L’équipe, troisième de la Conférence Est au moment où le marché des transferts se clôturait pour cette saison, a choisi d’emprunter la voie des deux équipes devant elle (Milwaukee et Toronto) et de ne pas modifier son effectif.

Selon des sources au sein de la ligue, les Celtics ont initié des discussions concernant un certain nombre de joueur, mais n’étaient pas prêts à raquer suffisamment pour Burks (alors à Golden State), Davis Bertans de Washington ou même Christian Wood de Detroit. Les Warriors, pour qui la taxe est un problème, n’étaient apparemment pas enclins à prendre du salaire en retour, tandis que les Wizards ne montraient aucune envie de céder Bertans, qui sera libre cet été.

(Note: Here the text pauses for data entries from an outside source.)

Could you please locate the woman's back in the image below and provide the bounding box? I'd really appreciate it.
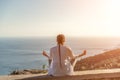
[49,45,73,76]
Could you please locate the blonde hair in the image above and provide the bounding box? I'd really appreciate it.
[57,34,65,45]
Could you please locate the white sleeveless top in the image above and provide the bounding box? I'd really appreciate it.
[48,45,74,76]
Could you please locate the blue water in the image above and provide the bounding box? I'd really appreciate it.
[0,38,120,75]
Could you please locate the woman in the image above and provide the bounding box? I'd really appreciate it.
[43,34,86,76]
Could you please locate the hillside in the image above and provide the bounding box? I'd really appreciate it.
[74,49,120,71]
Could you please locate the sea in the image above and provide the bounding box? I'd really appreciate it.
[0,37,120,75]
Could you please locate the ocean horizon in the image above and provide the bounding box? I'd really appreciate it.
[0,37,120,75]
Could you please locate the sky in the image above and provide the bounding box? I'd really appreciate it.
[0,0,120,37]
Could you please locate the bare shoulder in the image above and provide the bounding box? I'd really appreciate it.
[50,46,57,50]
[64,45,71,50]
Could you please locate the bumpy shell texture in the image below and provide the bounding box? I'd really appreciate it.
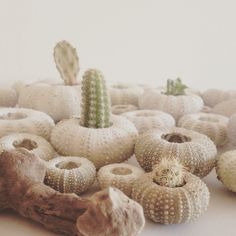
[216,150,236,192]
[131,172,209,224]
[202,89,236,107]
[0,87,18,107]
[110,83,144,106]
[212,99,236,117]
[53,40,79,85]
[0,133,55,161]
[111,104,138,115]
[122,110,175,134]
[134,128,217,177]
[139,89,203,120]
[98,163,144,196]
[51,116,138,168]
[227,113,236,145]
[18,83,81,122]
[0,108,54,140]
[178,113,229,146]
[45,156,96,194]
[80,69,111,128]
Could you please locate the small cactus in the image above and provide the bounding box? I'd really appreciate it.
[80,69,111,128]
[153,159,184,188]
[165,78,187,96]
[54,40,80,85]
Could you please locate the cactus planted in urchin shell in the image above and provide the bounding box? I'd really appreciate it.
[165,78,188,96]
[153,159,184,188]
[80,69,111,128]
[54,40,80,85]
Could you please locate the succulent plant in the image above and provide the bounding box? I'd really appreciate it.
[80,69,111,128]
[165,78,188,96]
[54,40,80,85]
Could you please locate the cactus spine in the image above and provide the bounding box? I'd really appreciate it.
[53,40,80,85]
[80,69,111,128]
[165,78,187,96]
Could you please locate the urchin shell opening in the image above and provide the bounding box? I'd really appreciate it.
[13,139,38,151]
[111,167,133,175]
[0,112,27,120]
[198,116,219,123]
[161,133,191,143]
[56,161,81,170]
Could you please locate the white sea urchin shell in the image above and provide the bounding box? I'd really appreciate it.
[178,113,229,146]
[131,163,209,224]
[216,150,236,192]
[134,128,217,177]
[0,133,55,161]
[51,115,138,168]
[139,89,203,120]
[122,110,175,134]
[109,83,144,106]
[111,104,138,115]
[45,156,96,194]
[98,163,144,196]
[0,108,54,140]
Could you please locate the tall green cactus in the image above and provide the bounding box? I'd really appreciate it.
[165,78,187,96]
[80,69,111,128]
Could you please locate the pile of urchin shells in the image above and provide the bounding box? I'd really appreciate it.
[0,41,236,235]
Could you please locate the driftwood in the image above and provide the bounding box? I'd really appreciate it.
[0,149,145,236]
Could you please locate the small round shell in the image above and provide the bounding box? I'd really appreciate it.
[0,87,18,107]
[139,89,203,120]
[51,115,138,168]
[110,83,144,106]
[134,128,217,177]
[216,150,236,192]
[98,163,144,196]
[0,133,55,161]
[178,113,229,147]
[111,104,138,115]
[227,113,236,145]
[0,108,54,140]
[122,110,175,134]
[211,99,236,117]
[45,156,96,194]
[131,172,209,224]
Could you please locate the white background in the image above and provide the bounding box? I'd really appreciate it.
[0,0,236,89]
[0,0,236,236]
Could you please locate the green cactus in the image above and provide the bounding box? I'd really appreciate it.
[165,78,187,96]
[80,69,111,128]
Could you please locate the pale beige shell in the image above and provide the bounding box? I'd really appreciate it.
[0,133,55,161]
[139,89,203,121]
[178,113,229,147]
[122,110,175,134]
[0,108,55,140]
[134,128,217,177]
[45,156,96,194]
[227,113,236,145]
[109,83,144,106]
[51,115,138,168]
[0,87,18,107]
[18,82,81,122]
[202,89,236,107]
[216,150,236,192]
[98,163,144,197]
[131,173,210,224]
[212,99,236,117]
[111,104,138,115]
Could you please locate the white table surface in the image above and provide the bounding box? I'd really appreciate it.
[0,152,236,236]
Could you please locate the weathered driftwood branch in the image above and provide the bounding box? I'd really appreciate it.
[0,149,144,236]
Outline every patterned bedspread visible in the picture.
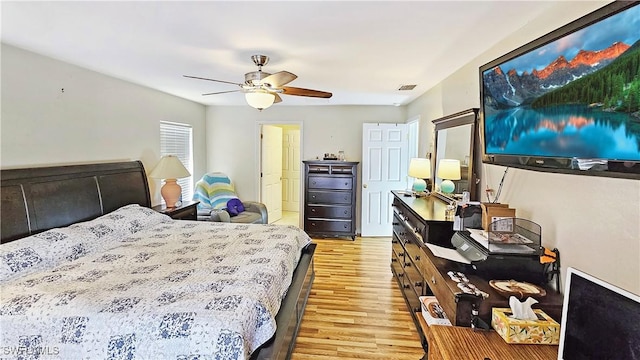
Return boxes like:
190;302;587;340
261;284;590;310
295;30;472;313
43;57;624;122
0;205;310;360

L’équipe, n’ayant pas pu trouver un transfert leur convenant pour ajouter un shooteur expérimenté à l’effectif, s’est alors concentrée sur la possibilité d’acquérir un pivot ou un ailier fort afin d’augmenter la profondeur de leur rotation sur ces postes.

Le Boston Herald a demandé à Danny Ainge si le fait de ne pas être parvenu à atteindre ses objectifs constituait un risque pour l’équipe.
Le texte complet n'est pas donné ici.